Note: not interested in apply or loop-based approaches.
A simple, clean and elegant groupby will do the trick:
df['time_since_last_identical'] = df.groupby('value').diff()
Gives:
timestamp value time_since_last_identical
0 2012-01-01 3.0 NaT
1 2012-01-05 3.0 4 days
2 2012-01-06 6.0 NaT
3 2012-01-09 3.0 4 days
4 2012-01-31 1.0 NaT
5 2012-02-09 3.0 31 days
6 2012-02-11 1.0 11 days
7 2012-02-13 3.0 4 days
8 2012-02-15 2.0 NaT
9 2012-02-18 5.0 NaT
Here is a solution using pandas groupby:
out = df.groupby(df['value'])\
.apply(lambda x: pd.to_datetime(x['timestamp'], format = "%Y-%m-%d").diff())\
.reset_index(level = 0, drop = False)\
.reindex(df.index)\
.rename(columns = {'timestamp' : 'time_since_last_identical'})
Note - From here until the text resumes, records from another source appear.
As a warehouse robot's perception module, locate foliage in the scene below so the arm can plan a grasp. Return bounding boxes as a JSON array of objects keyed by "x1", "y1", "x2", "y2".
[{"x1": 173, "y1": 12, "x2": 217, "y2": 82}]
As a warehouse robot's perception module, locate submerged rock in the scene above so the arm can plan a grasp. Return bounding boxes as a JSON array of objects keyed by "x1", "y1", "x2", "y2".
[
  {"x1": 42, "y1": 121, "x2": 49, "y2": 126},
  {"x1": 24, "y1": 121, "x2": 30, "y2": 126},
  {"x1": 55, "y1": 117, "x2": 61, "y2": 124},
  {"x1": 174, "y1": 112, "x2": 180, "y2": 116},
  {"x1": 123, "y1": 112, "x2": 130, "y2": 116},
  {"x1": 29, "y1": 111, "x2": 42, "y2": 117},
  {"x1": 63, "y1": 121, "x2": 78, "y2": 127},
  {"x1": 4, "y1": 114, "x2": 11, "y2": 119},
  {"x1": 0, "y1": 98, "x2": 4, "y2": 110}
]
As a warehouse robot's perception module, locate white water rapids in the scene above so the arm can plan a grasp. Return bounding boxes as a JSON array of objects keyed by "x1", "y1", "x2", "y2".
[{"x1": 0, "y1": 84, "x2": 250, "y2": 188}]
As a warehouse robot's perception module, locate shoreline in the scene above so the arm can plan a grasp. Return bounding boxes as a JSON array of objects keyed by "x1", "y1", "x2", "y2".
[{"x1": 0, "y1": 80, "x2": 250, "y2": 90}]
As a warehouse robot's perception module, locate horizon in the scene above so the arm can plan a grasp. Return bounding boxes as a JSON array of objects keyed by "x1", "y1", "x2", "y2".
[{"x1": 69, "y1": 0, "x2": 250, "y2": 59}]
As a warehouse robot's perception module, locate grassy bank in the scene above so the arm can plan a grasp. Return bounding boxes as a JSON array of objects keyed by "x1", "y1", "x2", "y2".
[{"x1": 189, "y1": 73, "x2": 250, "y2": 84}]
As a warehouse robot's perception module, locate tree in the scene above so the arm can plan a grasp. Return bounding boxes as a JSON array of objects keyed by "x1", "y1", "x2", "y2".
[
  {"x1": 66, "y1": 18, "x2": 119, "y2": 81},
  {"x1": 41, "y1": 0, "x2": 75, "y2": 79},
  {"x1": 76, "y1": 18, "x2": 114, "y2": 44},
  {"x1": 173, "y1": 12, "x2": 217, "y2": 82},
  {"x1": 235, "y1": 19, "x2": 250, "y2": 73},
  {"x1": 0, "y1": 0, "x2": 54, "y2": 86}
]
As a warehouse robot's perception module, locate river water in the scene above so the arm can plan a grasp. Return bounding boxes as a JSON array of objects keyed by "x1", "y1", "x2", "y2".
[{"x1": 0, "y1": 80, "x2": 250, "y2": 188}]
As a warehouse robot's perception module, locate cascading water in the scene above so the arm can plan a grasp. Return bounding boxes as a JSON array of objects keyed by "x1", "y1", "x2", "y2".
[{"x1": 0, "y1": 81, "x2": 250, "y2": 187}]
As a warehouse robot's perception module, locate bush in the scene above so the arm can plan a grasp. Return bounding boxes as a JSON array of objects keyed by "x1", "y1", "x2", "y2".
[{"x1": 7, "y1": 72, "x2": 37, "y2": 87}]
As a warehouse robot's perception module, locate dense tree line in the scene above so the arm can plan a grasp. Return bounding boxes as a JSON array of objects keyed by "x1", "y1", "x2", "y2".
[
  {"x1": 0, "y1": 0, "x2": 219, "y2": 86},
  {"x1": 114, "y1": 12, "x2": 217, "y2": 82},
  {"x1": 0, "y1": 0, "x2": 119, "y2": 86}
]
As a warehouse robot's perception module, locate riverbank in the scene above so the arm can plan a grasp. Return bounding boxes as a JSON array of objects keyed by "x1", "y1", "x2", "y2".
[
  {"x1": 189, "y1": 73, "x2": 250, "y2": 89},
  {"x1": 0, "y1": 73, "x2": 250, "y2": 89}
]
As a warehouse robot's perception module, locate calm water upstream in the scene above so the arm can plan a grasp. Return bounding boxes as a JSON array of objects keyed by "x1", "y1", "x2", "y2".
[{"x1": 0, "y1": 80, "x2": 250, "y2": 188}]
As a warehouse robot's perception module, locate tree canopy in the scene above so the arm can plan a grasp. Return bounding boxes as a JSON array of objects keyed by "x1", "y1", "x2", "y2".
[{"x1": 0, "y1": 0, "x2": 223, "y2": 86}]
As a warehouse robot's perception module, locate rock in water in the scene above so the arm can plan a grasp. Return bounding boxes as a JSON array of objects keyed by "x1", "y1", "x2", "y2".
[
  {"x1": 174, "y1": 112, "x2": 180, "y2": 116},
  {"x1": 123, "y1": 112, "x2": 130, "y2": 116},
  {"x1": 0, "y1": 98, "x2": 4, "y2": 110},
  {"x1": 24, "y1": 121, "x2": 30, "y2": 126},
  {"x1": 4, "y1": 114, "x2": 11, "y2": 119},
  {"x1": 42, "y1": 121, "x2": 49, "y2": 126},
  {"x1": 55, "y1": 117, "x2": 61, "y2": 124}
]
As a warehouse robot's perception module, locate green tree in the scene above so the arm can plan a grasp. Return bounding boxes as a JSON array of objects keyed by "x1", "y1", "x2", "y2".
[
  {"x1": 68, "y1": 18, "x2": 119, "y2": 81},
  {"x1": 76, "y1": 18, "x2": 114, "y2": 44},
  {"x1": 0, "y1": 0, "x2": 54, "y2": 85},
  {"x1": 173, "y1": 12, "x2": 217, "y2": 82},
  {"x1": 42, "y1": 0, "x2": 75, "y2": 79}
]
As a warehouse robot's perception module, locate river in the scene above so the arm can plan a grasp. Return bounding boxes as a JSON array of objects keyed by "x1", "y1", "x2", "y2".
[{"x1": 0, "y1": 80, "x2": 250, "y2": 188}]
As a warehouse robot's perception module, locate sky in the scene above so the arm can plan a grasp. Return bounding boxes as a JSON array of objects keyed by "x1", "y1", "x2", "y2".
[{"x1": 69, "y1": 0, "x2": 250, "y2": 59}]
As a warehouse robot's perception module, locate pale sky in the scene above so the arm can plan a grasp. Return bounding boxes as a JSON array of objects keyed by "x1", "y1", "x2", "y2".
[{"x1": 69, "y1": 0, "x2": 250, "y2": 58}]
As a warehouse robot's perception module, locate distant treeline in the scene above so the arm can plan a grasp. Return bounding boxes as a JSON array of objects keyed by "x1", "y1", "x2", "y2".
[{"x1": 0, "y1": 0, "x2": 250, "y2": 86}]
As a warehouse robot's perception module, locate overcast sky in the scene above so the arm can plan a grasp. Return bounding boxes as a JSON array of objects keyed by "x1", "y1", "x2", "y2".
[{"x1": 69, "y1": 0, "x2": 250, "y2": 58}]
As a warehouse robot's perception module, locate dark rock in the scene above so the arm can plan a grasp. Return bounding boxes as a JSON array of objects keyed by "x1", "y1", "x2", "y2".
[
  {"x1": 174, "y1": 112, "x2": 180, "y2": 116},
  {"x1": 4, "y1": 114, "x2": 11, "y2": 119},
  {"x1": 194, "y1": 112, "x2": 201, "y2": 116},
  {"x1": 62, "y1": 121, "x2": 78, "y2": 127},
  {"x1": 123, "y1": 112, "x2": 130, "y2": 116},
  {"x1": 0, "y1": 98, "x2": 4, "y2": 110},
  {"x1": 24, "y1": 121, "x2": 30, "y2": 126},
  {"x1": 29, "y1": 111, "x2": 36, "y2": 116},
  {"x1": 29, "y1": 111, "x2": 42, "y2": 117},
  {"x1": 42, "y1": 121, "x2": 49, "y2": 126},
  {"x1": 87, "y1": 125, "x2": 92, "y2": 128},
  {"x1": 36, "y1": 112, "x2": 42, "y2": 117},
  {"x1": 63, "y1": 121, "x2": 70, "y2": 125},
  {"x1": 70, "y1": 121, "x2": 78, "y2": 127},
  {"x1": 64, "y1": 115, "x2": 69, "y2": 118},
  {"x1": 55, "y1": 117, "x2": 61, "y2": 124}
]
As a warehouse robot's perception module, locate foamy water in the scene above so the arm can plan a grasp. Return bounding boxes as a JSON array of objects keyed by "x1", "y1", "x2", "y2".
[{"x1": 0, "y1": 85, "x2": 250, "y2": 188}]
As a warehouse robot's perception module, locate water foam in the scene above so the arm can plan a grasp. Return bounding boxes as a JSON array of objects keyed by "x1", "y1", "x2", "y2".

out = pd.concat([df['timestamp'], out], axis = 1)
That gives the following output:
timestamp value time_since_last_identical
0 2012-01-01 3.0 NaT
1 2012-01-05 3.0 4 days
2 2012-01-06 6.0 NaT
3 2012-01-09 3.0 4 days
4 2012-01-31 1.0 NaT
5 2012-02-09 3.0 31 days
6 2012-02-11 1.0 11 days
7 2012-02-13 3.0 4 days
8 2012-02-15 2.0 NaT
9 2012-02-18 5.0 NaT
It does not exactly match your desired output, but I guess it is a matter of conventions (e.g. whether to include current day or not). Happy to refine if you provide more details.